The truth is, the two hemispheres work independently of each other AND in concert with each other. So then a person with an aptitude for numbers and science isn’t because they’re left-brained. It simply happens to be their preference or they have a natural aptitude for it. Still, there is something to be said for rounding out the curriculum. If we then only feed math and science to the brain but neglect the arts, then we are essentially handicapping the brain as a whole. Since the both halves do work together as well as independently, what happens when the brain has been given an incomplete education or skill set that it needs? Quite simply, it has no frame of reference for when there is an “unsolvable” problem.
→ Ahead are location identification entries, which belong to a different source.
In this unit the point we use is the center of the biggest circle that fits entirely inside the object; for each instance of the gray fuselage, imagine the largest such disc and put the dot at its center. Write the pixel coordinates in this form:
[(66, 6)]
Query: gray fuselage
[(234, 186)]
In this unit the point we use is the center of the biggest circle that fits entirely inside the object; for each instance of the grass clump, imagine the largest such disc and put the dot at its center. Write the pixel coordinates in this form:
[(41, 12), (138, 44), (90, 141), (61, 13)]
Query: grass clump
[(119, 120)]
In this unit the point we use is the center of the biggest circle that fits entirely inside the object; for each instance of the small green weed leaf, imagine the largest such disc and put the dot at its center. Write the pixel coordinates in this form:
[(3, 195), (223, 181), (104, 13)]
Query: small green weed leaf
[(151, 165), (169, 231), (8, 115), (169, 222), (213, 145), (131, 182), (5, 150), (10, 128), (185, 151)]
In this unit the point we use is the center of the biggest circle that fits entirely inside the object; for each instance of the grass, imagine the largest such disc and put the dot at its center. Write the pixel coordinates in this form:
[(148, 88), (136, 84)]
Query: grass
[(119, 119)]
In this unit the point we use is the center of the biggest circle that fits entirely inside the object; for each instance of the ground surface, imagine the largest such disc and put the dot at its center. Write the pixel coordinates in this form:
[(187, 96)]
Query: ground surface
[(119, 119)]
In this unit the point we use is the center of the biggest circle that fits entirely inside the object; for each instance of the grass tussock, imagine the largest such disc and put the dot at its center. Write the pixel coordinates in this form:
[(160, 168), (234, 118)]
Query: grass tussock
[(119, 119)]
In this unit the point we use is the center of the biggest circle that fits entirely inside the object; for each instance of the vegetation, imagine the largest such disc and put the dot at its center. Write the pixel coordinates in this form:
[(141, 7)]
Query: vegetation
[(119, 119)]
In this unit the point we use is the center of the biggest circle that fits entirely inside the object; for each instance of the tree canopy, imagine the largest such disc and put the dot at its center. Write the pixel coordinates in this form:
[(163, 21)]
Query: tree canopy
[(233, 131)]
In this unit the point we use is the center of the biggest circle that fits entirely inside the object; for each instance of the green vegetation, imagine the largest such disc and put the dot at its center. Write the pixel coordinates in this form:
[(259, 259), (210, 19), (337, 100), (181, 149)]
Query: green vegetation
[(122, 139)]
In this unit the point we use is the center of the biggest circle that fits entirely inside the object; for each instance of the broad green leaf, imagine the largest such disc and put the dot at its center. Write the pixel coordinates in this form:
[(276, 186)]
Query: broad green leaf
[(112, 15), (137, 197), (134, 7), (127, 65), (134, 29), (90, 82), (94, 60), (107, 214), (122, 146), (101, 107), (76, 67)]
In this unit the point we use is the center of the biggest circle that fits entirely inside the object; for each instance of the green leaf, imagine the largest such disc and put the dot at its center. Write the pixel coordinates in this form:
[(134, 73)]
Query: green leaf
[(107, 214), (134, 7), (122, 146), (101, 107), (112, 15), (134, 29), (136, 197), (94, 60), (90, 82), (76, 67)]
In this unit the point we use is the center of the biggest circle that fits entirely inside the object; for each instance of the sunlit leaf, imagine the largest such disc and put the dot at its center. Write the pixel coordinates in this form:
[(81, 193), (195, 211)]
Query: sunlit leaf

It would be lacking the brain’s ability to think creatively, to come up with solutions that might otherwise be completely unorthodox for the analytical brain. And in fact, some studies have shown that the brain’s function increases with certain creative training, such as music.

“Can You Imagine?”

Not to mention that art and culture go hand in hand. When you visit another country, you often notice the differences between their culture and your own by their art. And I’m not just referring to what you see in museums. Architecture, signage, ruins, sculpture, fashion…there are plenty of art and artifacts that are particular to certain cultures. I like how my favorite science guy, Neil Degrasse Tyson puts it in this NatGeo video…and I’m paraphrasing…”Can you imagine if they decided to cut the arts during the height of the Renaissance?”

art education

Neil Degrasse Tyson

So with all of that being said, I have to completely disagree when school boards decide to cut art education. It certainly hasn’t been proven to enhance the subjects that remain. Schools are still run down. There still aren’t enough books to go around. And there are still too many students per classroom and test scores are at an all-time low. If you ask me, I think the cut should come from the board itself and their six-figure salaries. Seriously?? But that’s a whole other blog topic!